Many weeks after Gill was murdered, the relative recounted, they were allowed to read a statement which was given to police by the reputed wife of the suspect. In the statement, the relative said, the woman said that several months before Gill’s death he and her reputed husband were involved in an argument at the minibus park.

“I remember clearly reading in that statement that the woman said that her husband told her that he and my relative had an argument on the bus park… He [the suspect] was under the influence of alcohol that day and my relative refused to let him in the bus and embarrassed him and since then the woman said that her husband said he had my relative down in his mind,” the relative said.

Several hours after Gill was killed his wife and another relative had gone with police to the Yarrow Dam, Georgetown area where the suspect was originally from. “While there I remember that the police made the woman call her husband on his cellular phone. He didn’t know that the police were there with her and he told her he was on the East Bank [Demerara] and that was it,” the relative recalled. “The police didn’t bother looking for him after that.”

Investigators, the relative noted, did make several efforts to get a picture of the suspect from his relatives. However, these efforts were made during the initial stages of the investigation and no follow-up checks were made, the relative said.

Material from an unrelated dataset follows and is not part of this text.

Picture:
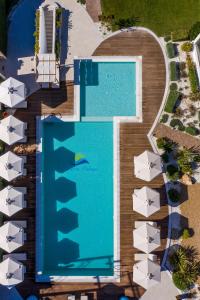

“Recently we went to GECOM hoping to get a picture of the suspect… but we were told that even they don’t have a picture of him… for almost two years we have been hearing that because police can’t find a picture of him [the suspect] that is why they are not issuing a wanted bulletin for him,” the relative explained.

Police, the relative said, never made a move to check with the Guyana Elections Commission (GECOM) or the Immigration Office to see whether they had the suspect on file and would be able to provide a picture of him.

“I mean we would be satisfied if they issue a bulletin for this man without a picture… we are the ones who have been searching for the picture. When you think about it is really ridiculous that the police don’t have some sort of arrangement with GECOM and Immigration to access pictures in these cases,” the relative said.